Kofi Asare, the Executive Director of Africa Education Watch, has identified financial mismanagement, rather than a lack of food, as the primary cause of the ongoing food crisis in Senior High Schools (SHS) across Ghana.
Speaking on The Big Issue on Channel One TV with Selorm Adonoo on Saturday, January 18, 2025, Asare emphasized the need to improve cash flow management between the Ministry of Finance and the Ministry of Education to address the persistent food shortages effectively.
“The cause of the food crisis in our SHS is not a food issue; it is a financial issue. The suppliers delay in supplying because you owe them. So, if we don’t re-engineer the cash flow of the Ministry of Finance and let it meet with the cash flow of the Education Ministry, specifically with respect to free SHS, we will continue to have food shortages even if schools are procuring their food,” he said.

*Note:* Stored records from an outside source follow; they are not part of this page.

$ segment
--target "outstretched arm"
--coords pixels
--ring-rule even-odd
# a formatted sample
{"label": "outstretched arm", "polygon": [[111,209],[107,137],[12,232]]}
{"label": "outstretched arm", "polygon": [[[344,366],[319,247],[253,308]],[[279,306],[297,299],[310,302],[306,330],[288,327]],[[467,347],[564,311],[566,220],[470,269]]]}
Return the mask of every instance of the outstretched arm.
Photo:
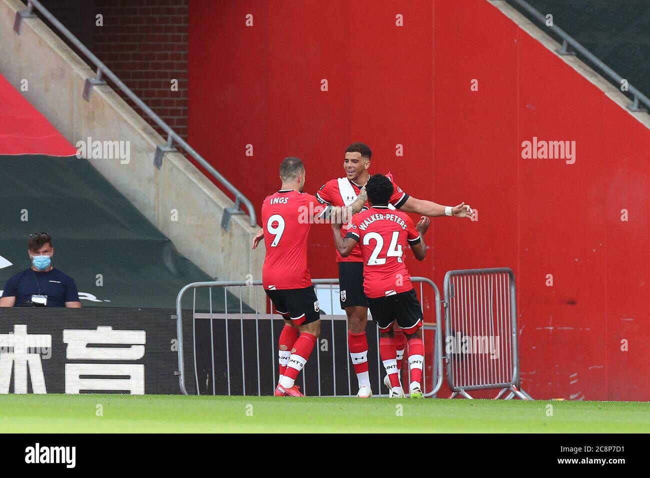
{"label": "outstretched arm", "polygon": [[341,224],[332,223],[332,230],[334,233],[334,245],[338,249],[342,258],[346,258],[357,245],[357,241],[350,237],[343,237],[341,235]]}
{"label": "outstretched arm", "polygon": [[348,206],[346,208],[346,213],[348,215],[348,219],[349,219],[354,215],[358,213],[363,207],[363,206],[368,201],[368,194],[365,192],[365,186],[361,188],[361,193],[359,193],[359,196],[357,197],[356,200],[354,201],[352,204]]}
{"label": "outstretched arm", "polygon": [[413,241],[415,243],[411,243],[410,240],[408,241],[409,245],[411,246],[411,250],[415,254],[415,259],[419,261],[423,261],[424,260],[424,258],[426,257],[426,245],[424,244],[424,233],[429,228],[429,224],[430,224],[431,220],[429,218],[424,216],[420,218],[417,225],[415,226],[415,229],[420,233],[419,240]]}
{"label": "outstretched arm", "polygon": [[[472,219],[472,208],[469,207],[469,204],[465,204],[464,202],[452,207],[438,204],[433,201],[417,199],[412,196],[409,196],[404,206],[400,207],[400,210],[404,211],[405,213],[415,213],[430,217],[455,216],[456,217]],[[448,212],[450,213],[447,214]]]}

Asare highlighted that delayed payments to suppliers, particularly smaller ones, exacerbate the problem, making it difficult for them to sustain their operations.

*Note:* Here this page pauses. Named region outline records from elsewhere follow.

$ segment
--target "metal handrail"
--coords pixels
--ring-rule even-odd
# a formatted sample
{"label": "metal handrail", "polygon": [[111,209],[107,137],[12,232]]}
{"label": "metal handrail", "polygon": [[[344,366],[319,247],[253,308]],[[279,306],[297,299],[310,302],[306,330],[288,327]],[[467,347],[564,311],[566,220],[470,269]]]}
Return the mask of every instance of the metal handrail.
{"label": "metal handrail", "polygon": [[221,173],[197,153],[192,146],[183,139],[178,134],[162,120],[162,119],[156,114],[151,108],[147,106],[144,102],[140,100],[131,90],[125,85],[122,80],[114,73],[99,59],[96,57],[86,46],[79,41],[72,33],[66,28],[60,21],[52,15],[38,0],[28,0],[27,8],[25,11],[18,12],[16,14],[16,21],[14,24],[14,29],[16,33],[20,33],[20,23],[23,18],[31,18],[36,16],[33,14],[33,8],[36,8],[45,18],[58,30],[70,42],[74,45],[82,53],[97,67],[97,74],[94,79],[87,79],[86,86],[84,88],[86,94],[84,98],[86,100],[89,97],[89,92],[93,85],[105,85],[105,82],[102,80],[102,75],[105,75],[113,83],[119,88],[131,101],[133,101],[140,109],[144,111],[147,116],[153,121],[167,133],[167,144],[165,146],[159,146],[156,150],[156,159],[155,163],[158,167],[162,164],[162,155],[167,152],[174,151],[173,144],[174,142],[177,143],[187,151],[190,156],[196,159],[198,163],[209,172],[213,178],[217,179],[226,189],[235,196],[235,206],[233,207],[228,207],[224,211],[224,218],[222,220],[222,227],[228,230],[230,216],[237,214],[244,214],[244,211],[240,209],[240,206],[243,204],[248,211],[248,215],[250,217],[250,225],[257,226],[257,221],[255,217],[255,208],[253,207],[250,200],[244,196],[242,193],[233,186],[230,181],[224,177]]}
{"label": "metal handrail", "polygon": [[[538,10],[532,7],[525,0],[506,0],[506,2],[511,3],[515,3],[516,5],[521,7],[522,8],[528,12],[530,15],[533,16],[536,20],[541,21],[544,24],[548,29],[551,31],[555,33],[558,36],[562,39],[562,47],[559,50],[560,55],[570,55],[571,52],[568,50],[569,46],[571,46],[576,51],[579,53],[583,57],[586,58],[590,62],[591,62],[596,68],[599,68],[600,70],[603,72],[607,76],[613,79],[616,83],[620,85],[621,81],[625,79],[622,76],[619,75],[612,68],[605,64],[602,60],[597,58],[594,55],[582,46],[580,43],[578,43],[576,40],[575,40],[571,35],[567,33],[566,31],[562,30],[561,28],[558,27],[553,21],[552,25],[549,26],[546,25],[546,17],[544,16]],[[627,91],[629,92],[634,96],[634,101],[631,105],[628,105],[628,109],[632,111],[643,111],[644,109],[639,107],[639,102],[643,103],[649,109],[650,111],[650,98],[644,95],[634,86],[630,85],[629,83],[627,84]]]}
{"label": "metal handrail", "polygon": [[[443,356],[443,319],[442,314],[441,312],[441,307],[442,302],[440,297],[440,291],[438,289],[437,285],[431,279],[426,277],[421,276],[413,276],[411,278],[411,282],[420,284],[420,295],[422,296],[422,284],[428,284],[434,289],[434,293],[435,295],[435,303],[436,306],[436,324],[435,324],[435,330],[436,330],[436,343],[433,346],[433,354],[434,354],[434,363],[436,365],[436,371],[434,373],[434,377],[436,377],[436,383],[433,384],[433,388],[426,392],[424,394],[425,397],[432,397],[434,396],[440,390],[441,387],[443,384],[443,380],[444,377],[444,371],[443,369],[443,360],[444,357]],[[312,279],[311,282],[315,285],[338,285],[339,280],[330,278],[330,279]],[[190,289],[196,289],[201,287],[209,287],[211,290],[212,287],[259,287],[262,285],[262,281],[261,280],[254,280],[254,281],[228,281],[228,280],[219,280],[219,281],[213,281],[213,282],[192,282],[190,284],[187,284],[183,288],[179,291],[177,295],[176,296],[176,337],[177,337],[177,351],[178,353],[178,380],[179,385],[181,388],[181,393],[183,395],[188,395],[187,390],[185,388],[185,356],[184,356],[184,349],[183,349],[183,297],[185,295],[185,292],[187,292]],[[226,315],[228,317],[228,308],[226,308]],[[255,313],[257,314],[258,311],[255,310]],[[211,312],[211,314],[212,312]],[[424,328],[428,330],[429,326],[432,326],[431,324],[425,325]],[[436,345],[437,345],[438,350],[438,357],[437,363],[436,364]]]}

“Also note, when you owe smaller suppliers beyond 90 days, they will be in trouble. You can owe bulk suppliers because they may have other goods or Letters of Comfort (LC) and other credit instruments they can rely on.

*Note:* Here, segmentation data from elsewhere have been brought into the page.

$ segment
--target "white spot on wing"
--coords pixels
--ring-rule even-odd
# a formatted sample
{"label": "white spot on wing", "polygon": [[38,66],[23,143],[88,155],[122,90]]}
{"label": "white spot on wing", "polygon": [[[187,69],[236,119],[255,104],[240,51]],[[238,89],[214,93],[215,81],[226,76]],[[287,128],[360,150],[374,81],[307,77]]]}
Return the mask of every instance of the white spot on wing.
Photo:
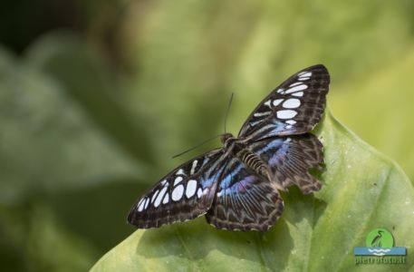
{"label": "white spot on wing", "polygon": [[292,110],[283,110],[277,112],[277,118],[280,119],[292,119],[296,116],[297,112]]}
{"label": "white spot on wing", "polygon": [[157,199],[155,199],[155,202],[154,202],[154,207],[157,208],[159,206],[159,204],[161,203],[161,200],[162,199],[164,198],[164,195],[167,191],[167,187],[164,187],[161,191],[159,192],[159,194],[158,195]]}
{"label": "white spot on wing", "polygon": [[193,175],[193,174],[194,174],[194,171],[196,170],[196,167],[197,167],[197,163],[198,163],[198,160],[194,160],[193,165],[191,166],[190,175]]}
{"label": "white spot on wing", "polygon": [[285,109],[295,109],[301,105],[301,101],[296,98],[290,98],[286,100],[282,106]]}
{"label": "white spot on wing", "polygon": [[290,84],[289,87],[294,87],[294,86],[300,85],[300,84],[302,84],[302,83],[294,83]]}
{"label": "white spot on wing", "polygon": [[297,92],[292,93],[292,95],[302,97],[302,96],[303,96],[303,92]]}
{"label": "white spot on wing", "polygon": [[255,117],[260,117],[260,116],[264,116],[264,115],[269,115],[272,112],[255,112],[255,114],[253,114],[253,116]]}
{"label": "white spot on wing", "polygon": [[299,77],[310,77],[312,76],[312,72],[308,72],[308,73],[302,73],[301,74],[298,74]]}
{"label": "white spot on wing", "polygon": [[273,104],[274,104],[274,106],[277,106],[277,105],[280,104],[283,101],[284,101],[283,99],[276,99],[276,100],[274,100]]}
{"label": "white spot on wing", "polygon": [[186,189],[186,196],[188,199],[191,198],[194,196],[196,193],[197,189],[197,180],[189,180],[188,183],[187,184],[187,189]]}
{"label": "white spot on wing", "polygon": [[159,189],[157,189],[154,194],[152,195],[152,198],[151,198],[151,202],[154,203],[154,199],[155,198],[157,197],[157,195],[159,194]]}
{"label": "white spot on wing", "polygon": [[181,199],[184,193],[184,186],[182,184],[178,185],[172,191],[171,199],[174,201],[178,201]]}
{"label": "white spot on wing", "polygon": [[272,107],[270,106],[270,100],[264,102],[264,104],[272,109]]}
{"label": "white spot on wing", "polygon": [[177,177],[176,180],[174,180],[174,186],[176,186],[177,184],[181,182],[182,180],[183,180],[182,177]]}
{"label": "white spot on wing", "polygon": [[144,209],[145,199],[146,199],[144,198],[140,200],[140,203],[138,203],[138,211],[142,211],[142,209]]}
{"label": "white spot on wing", "polygon": [[164,199],[162,199],[162,204],[167,204],[169,201],[169,195],[167,193]]}
{"label": "white spot on wing", "polygon": [[198,188],[198,189],[197,190],[197,197],[199,199],[199,198],[201,198],[202,195],[203,195],[203,190],[201,189],[201,188]]}
{"label": "white spot on wing", "polygon": [[286,92],[284,92],[284,93],[292,93],[292,92],[298,92],[298,91],[302,91],[302,90],[305,90],[307,89],[308,86],[305,85],[305,84],[301,84],[301,85],[297,85],[297,86],[294,86],[294,87],[292,87],[290,89],[287,89]]}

“But at the district level, they are small-scale suppliers. The extent to which they can accommodate you locking their cash and still supplying you is limited. So, if we are decentralising to the senior high schools, we must improve upon the cash flow. Otherwise, you will only transfer an inefficiency from the centre to the periphery,” he explained.
Asare’s comments come amid growing concerns about food shortages in many senior high schools across the country, where students are often left without adequate meals.
The John Dramani Mahama administration has pledged to decentralize the food procurement system, allowing headmasters and headmistresses of individual schools to procure food locally instead of relying on central government supplies.